Differences Between Attack Path Analysis and Tenable Identity Exposure

Attack Path Analysis and Tenable Identity Exposure overlap mainly on the Active Directory attack techniques. The Attack Path modules for Attack Path Analysis and Tenable Identity Exposure were designed to achieve different objectives.

Attack Path Analysis highlights exploitable and realistic attack paths, which an attacker would likely choose, whereas Tenable Identity Exposure enables thorough exploration and visualization of the underlying security relationships of Active Directory.
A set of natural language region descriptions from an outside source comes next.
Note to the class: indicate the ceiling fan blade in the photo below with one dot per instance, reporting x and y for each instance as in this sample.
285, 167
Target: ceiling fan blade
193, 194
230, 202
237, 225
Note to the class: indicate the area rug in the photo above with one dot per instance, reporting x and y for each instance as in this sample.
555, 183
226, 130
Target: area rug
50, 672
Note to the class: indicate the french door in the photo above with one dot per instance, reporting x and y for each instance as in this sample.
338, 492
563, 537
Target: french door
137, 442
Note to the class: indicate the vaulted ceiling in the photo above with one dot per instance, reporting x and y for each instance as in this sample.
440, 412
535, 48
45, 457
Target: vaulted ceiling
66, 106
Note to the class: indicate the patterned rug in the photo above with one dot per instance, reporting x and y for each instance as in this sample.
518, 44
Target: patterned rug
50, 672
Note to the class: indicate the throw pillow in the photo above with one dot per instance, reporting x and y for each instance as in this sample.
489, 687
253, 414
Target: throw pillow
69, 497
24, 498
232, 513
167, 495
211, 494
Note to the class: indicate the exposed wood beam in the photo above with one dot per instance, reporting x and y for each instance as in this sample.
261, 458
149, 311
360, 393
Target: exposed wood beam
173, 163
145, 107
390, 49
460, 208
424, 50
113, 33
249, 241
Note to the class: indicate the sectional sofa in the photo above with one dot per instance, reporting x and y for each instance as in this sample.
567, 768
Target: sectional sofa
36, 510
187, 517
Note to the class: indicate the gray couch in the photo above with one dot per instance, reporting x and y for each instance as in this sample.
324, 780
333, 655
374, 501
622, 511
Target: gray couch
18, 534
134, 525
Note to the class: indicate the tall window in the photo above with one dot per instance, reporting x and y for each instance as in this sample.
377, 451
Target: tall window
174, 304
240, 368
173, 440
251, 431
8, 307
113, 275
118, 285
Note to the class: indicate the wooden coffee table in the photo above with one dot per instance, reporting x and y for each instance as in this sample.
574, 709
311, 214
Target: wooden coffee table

Therefore, Attack Path Analysis is based on the MITRE ATT&CK™ framework and supports attack techniques across the endpoint, network, and cloud, whereas Tenable Identity Exposure focuses on Active Directory security.

When to Use Attack Path Analysis and Tenable Identity Exposure

Attack Path Analysis was developed from the attacker point of view and it best suits cybersecurity practitioners such as blue and red teams. For Tenable One users, you can use Attack Path Analysis when you want to search for all probable attack paths within the entire security stack across the Cyber Kill Chain.

Although most Tenable Identity Exposure Indicators of Exposure (IoEs) are included in the MITRE ATT&CK™ Framework and also supported in Attack Path Analysis, IT administrators and Active Directory Security Engineers should use Tenable Identity Exposure for full context and visibility to the bits and bytes of Active Directory.